Am I the only one finding hard to use the lr_find method because it keeps on crashing?
Some context:
fastai version: 2.5.2 and 2.5.3
I am using a unet_learner created this way: unet_learner(dls, resnet18, pretrained=False, n_out=1)
Running on Colab
Here is the notebook:
There is some data in my Drive that I am using but you can get it here and edit the lines where I extract it. (167.7 MiB): https://drive.google.com/file/d/10jfRKSFUboTyb_zDF4TGr2PgybMRRzgQ/view?usp=sharing
EDIT: Even learn.fine_tune(3)
is failing so there’s definitely something I am doing wrong.
Error Message:
RuntimeError: CUDA out of memory. Tried to allocate 1.50 GiB (GPU 0; 11.17 GiB total capacity; 7.97 GiB already allocated; 665.81 MiB free; 10.07 GiB reserved in total by PyTorch)
Some other important context:
Output of !nvidia-smi
before I do anything
Wed Nov 24 12:17:39 2021
+-----------------------------------------------------------------------------+
| NVIDIA-SMI 495.44 Driver Version: 460.32.03 CUDA Version: 11.2 |
|-------------------------------+----------------------+----------------------+
| GPU Name Persistence-M| Bus-Id Disp.A | Volatile Uncorr.

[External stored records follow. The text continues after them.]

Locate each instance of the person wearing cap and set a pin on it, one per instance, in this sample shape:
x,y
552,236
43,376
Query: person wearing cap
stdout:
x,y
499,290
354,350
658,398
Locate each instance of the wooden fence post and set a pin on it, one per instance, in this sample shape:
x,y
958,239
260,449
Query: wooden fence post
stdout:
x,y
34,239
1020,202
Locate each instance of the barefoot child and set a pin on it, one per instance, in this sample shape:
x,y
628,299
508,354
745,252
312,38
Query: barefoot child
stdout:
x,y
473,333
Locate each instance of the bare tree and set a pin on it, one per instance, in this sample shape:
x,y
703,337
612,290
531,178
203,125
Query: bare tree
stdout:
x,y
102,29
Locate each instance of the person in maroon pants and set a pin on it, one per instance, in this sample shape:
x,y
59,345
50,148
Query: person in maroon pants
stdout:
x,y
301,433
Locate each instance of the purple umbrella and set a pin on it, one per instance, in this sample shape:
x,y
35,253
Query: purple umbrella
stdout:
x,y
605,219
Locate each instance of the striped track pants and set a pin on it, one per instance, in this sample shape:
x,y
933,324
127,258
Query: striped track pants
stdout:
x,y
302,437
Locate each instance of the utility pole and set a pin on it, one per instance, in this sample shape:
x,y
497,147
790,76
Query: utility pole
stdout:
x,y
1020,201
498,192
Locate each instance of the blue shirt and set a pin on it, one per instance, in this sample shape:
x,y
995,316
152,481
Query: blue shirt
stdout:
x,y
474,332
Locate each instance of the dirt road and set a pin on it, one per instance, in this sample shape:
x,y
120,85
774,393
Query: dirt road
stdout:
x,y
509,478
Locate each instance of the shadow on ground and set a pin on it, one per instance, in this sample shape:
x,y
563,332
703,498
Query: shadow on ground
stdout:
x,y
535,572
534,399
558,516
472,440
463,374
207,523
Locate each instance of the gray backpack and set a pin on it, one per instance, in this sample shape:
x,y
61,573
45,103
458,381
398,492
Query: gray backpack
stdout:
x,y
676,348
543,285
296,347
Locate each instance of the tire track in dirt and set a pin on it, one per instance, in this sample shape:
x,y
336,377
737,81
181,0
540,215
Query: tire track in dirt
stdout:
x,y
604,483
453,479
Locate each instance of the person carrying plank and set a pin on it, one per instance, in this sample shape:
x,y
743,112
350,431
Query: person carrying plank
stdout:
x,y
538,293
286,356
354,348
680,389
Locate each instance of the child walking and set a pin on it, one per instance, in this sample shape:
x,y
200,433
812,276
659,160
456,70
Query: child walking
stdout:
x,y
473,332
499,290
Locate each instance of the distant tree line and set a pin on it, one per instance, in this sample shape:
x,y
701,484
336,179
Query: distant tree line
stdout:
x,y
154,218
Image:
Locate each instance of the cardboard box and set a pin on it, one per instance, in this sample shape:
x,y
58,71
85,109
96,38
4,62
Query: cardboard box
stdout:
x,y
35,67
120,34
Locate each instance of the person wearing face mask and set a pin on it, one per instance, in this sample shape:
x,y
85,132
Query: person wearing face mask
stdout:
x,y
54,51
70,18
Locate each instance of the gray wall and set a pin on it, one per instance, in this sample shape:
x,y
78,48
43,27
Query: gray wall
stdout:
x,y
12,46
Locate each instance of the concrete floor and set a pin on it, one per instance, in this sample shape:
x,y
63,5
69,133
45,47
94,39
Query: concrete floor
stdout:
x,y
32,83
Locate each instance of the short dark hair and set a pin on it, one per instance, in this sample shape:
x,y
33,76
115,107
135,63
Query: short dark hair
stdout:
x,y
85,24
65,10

ECC |
| Fan Temp Perf Pwr:Usage/Cap| Memory-Usage | GPU-Util Compute M. |
| | | MIG M. |
|===============================+======================+======================|
| 0 Tesla K80 Off | 00000000:00:04.0 Off | 0 |
| N/A 74C P0 86W / 149W | 3MiB / 11441MiB | 0% Default |
| | | N/A |
+-------------------------------+----------------------+----------------------+
+-----------------------------------------------------------------------------+
| Processes: |
| GPU GI CI PID Type Process name GPU Memory |
| ID ID Usage |
|=============================================================================|
| No running processes found |
+-----------------------------------------------------------------------------+
How I am creating the dls:
get_mask = lambda o: path/'train'/f'{o.stem}_seg{o.suffix}'
# this because both files and masks are in one folder
train_files = L()
for x in files:
res = re.findall(r'.+HC.png$', x.name)
if res:
train_files.append(path/'train'/f'{res[0]}')
def custom_get_items(folder):
return L(folder)
size = 256
hc = DataBlock(blocks=(ImageBlock, MaskBlock()),
get_items=custom_get_items,
splitter=RandomSplitter(seed=42),
get_y=get_mask,
item_tfms=[Resize(size,pad_mode=PadMode.Border)])
dls = hc.dataloaders(train_files)
learn = unet_learner(dls, resnet18, pretrained=False, n_out=1)
learn.fine_tune(3)
After that block of code is when I am getting the error.